No obstante, más allá de la complejidad que se desarrolla en medio de las relaciones internacionales y que será analizada por expertos ―y charlatanes también― de todas las corrientes hasta el cansancio, una palabra se alzó entre mayúsculas y en color rojo: dignidad.
Tienen razón: la dignidad tiene que recuperar su lugar y permanecer en él como un estandarte sagrado que nadie puede violentar. Por supuesto, de eso se trata, de defenderla hasta con la vida misma si es preciso. El poder de esta palabra excede la definición simplista de la Real Academia Española; es una promesa de vida, un grito simbólico que nos llena de fuerza y nos hace sentir orgullosos de lo que somos, de nuestro origen.
Sin embargo, aunque parezca que se ha extraviado entre la precariedad de nuestra sociedad, a lo largo de nuestra historia, la dignidad ha sido el motor silencioso que nos ha mantenido de pie.
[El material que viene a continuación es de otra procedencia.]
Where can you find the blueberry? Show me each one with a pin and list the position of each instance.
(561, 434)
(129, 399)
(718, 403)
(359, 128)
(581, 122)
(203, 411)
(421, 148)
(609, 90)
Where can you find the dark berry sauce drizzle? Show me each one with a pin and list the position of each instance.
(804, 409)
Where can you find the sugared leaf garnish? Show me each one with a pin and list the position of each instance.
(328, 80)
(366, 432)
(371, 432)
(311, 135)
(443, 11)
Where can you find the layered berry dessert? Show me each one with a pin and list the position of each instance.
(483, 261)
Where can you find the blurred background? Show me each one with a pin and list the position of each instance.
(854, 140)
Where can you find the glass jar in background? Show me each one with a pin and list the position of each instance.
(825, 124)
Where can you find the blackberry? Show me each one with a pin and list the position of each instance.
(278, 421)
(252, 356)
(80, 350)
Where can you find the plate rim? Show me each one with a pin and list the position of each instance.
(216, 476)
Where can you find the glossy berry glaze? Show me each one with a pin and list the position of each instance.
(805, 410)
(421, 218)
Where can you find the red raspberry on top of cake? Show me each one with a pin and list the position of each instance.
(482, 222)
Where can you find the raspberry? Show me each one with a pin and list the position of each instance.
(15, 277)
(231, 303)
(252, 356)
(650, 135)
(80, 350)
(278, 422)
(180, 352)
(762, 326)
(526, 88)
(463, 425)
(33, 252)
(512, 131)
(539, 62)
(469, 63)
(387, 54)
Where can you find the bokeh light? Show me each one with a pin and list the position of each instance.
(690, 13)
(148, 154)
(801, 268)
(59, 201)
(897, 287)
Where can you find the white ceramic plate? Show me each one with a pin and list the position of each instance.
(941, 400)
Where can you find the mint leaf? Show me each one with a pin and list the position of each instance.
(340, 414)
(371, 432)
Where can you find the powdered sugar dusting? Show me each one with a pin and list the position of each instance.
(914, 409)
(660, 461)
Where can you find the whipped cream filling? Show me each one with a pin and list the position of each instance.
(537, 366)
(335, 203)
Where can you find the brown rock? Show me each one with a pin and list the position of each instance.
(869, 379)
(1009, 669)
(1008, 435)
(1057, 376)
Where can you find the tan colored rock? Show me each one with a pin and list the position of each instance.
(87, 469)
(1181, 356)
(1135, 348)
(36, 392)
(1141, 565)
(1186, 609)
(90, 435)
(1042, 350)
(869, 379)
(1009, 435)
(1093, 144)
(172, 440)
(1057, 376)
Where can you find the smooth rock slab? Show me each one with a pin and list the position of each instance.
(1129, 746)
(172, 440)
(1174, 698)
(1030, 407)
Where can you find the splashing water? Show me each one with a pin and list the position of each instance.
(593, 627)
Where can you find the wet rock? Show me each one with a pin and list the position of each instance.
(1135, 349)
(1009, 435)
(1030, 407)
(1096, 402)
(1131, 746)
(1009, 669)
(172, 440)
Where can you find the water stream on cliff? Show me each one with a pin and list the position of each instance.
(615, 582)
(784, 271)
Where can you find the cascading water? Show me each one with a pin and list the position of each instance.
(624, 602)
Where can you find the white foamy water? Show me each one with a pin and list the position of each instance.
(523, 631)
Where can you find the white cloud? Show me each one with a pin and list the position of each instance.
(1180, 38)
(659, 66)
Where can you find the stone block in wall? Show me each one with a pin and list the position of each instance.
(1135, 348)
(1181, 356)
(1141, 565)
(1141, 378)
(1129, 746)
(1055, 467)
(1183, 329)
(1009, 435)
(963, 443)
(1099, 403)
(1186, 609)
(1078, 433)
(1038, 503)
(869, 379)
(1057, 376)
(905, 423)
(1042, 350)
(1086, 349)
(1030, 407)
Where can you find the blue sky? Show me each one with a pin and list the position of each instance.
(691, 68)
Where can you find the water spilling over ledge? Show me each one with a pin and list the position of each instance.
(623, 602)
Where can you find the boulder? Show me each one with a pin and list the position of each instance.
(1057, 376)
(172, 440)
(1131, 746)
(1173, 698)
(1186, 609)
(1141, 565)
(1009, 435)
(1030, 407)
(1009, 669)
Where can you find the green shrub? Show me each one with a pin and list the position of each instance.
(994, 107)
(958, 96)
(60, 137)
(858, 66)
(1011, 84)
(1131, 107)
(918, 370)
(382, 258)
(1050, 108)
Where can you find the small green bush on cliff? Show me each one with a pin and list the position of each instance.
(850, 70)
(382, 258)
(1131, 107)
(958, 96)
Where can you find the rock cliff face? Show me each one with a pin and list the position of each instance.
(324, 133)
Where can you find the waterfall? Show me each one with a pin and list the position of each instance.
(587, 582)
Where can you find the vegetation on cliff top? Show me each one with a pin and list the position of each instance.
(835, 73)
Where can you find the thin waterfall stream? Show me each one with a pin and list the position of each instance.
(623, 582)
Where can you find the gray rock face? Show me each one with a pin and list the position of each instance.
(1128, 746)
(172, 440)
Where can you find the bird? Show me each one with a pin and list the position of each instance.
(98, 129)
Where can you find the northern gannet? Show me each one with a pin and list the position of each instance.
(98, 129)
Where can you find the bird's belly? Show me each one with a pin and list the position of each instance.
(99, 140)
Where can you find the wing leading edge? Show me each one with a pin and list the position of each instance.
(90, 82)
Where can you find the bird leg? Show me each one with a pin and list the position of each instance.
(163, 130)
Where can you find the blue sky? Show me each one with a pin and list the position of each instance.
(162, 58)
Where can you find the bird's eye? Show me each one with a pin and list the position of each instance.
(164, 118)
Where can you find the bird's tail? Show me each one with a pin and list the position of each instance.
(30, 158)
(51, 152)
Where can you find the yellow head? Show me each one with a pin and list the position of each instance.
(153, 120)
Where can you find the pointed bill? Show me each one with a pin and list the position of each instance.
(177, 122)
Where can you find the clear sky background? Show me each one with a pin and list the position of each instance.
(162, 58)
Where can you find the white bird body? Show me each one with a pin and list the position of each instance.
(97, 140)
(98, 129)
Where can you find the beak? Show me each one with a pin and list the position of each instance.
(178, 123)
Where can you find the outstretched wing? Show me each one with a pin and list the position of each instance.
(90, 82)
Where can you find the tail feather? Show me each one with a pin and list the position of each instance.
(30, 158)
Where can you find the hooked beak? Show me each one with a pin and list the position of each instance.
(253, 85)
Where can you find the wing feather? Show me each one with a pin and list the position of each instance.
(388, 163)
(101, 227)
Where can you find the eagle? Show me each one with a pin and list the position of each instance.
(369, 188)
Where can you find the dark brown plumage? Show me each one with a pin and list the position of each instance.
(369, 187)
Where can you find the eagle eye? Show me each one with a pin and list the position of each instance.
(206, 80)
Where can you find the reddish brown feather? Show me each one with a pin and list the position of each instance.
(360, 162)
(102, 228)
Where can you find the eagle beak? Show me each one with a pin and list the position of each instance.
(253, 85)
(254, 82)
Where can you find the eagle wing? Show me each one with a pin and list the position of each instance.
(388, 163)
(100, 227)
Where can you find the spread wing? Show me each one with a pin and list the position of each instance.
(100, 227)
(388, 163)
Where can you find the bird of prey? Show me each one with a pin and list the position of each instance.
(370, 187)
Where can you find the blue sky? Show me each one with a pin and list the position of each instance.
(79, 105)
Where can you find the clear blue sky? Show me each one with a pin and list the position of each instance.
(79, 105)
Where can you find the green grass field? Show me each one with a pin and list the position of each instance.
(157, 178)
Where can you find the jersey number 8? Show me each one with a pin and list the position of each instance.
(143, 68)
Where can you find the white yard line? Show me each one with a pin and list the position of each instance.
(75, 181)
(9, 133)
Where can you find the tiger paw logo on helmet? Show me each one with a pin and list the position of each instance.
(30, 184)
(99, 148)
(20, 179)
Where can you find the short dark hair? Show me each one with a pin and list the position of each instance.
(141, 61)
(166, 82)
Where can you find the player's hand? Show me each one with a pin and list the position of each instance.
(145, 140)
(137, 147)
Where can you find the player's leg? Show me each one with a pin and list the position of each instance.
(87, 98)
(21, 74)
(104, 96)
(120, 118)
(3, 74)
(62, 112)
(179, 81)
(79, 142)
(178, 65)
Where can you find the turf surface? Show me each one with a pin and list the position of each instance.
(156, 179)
Dignidad tuvieron nuestros abuelos, que levantaron familias en la escasez. Dignidad mostramos como pueblo cuando enfrentamos la violencia, la corrupción y el abandono estatal. Dignidad tenemos cuando estudiamos y trabajamos al mismo tiempo para intentar arañar un futuro diferente. Dignidad sentimos cuando decidimos entregarlo todo por un sueño, aunque sepamos que las probabilidades de no lograrlo son mucho más altas que las expectativas de hacerlo realidad.
Claro, en esta premisa no entran aquellos que han ostentado el poder político y económico desde siempre; mismos que han intentado acabar con la dignidad del pueblo que tanto han jurado defender. No pueden estar incluidos por una sencilla ―y enferma― razón: renunciaron a toda dignidad, porque eligieron el dinero por encima del factor humano; la dejaron morir, porque es más efectivo autoproclamarse salvadores; prefirieron enterrarla, porque un pueblo con dignidad no es fácil de dominar.
La dignidad no se reduce a la euforia de un momento de éxtasis. Va más allá de un discurso eficaz entre seguidores, pero esquivo a encontrar en la planificación un camino adecuado. La dignidad requiere hechos, no palabras grandilocuentes. Requiere una conexión genuina con el pueblo, algo que nuestros líderes, Petro incluido, parecen ignorar.
La sociedad colombiana sigue atrapada en la emocionalidad del instante. «Por fin tenemos un presidente que no se arrodilla», celebran algunos. «Se les advirtió, pero no hicieron caso», señalan los opositores. «No han pasado de Soacha y están llorando por la visa», defienden sus fervientes seguidores. «Hasta que la dignidad se vuelva costumbre», sentencian otros tantos. Entre aplausos y críticas, después de tanto ruido, la dignidad sigue pareciendo un concepto esquivo, relegado a segundo plano frente a la devoción abnegada por el político que apoyamos.
Renunciar al criterio propio por defender a un político ―el que sea― es un acto de indignidad. Si algo nos ha enseñado nuestra historia y nuestras luchas, es que la dignidad no puede sucumbir a liderazgos volubles.